Parmi les hypothèses mises en avant, les chercheurs penchent pour des mutations apparues chez un patient immunodéprimé. Depuis plusieurs mois, ils étudient en effet un lien possible entre des personnes dont le système immunitaire est affaibli – car en attente d’une greffe, malades du cancer, ou encore atteintes d’un VIH non pris en charge – et l’émergence des variants les plus inquiétants.

« Quand un patient est immunodéprimé, le virus va rester très longtemps dans son organisme, parfois plusieurs mois, contre seulement quelques jours pour une personne lambda », explique à France 24 Morgane Bomsel, virologue au CNRS et à l’Institut Cochin, à Paris. « Ses défenses immunitaires sont trop faibles et il ne parvient pas à se débarrasser du virus. »

Pression de sélection

Selon une étude publiée dans la revue Nature Communications le 4 novembre, un homme de 58 ans atteint d’une maladie rénale et sous traitement à base de médicaments immunosuppresseurs est ainsi resté positif au Covid-19 pendant plus de six mois.

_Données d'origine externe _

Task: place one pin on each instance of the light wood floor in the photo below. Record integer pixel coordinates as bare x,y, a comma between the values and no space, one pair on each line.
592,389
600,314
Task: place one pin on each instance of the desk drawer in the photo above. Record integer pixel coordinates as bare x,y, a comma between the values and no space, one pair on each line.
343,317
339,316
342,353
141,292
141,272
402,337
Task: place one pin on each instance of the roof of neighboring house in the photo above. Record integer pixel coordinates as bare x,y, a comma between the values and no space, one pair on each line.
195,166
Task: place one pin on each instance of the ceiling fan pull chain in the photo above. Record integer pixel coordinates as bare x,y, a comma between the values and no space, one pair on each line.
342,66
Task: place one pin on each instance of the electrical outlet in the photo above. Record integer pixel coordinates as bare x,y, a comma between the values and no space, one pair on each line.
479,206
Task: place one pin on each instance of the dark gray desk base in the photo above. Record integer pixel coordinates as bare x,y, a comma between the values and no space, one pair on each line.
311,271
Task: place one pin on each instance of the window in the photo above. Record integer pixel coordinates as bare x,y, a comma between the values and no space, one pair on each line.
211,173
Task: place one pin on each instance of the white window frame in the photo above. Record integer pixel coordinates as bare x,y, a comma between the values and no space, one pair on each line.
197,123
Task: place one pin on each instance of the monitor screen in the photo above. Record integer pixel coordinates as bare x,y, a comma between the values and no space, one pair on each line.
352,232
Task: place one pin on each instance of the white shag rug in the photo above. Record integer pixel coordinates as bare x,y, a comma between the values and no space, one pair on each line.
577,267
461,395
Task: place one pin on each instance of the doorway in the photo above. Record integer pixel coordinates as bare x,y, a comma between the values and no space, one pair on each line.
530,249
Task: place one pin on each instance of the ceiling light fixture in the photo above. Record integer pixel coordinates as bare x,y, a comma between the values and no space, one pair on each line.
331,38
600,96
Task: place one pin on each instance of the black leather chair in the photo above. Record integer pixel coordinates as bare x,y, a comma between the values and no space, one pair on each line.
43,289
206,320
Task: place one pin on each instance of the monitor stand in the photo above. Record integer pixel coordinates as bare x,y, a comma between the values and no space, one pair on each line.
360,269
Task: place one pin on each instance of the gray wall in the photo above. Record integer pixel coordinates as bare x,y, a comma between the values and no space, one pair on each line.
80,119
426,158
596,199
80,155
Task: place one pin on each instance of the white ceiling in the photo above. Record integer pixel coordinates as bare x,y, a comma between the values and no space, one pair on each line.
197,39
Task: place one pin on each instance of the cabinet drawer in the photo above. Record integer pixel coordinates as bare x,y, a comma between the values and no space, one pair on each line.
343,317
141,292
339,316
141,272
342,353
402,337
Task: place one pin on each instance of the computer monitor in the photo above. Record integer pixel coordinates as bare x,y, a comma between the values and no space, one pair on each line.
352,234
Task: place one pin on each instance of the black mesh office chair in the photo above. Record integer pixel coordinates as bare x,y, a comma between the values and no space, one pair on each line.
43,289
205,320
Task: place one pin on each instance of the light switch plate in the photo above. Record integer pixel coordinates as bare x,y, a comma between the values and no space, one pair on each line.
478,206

En décembre 2020, des médecins américains notaient, de la même façon, le cas d’un patient sous immunosuppresseurs, mort après avoir été infecté au Covid-19 pendant 154 jours. « Or, pendant toute cette période, le virus peut accumuler toute une série de mutations et créer un variant », poursuit la virologue.

Pour rappel, le virus du Sars-CoV-2, comme tous les virus, est doté d’un patrimoine génétique qui se réplique. Mais parfois, des erreurs apparaissent dans ce processus. C’est ce qu’on appelle une mutation. Dans la majorité des cas, cela n’a aucune incidence, mais certaines peuvent modifier la contagiosité ou la dangerosité du virus. Le variant est ainsi cette nouvelle version du virus qui prend en compte ces différentes modifications.

« Chez les patients immunodéprimés, le système immunitaire ne va pas réussir à vaincre le virus, mais il va tout de même se battre contre lui. Cela va provoquer ce qu’on appelle une pression de sélection », poursuit Vincent Maréchal, professeur de virologie à l’université de la Sorbonne, contacté par France 24.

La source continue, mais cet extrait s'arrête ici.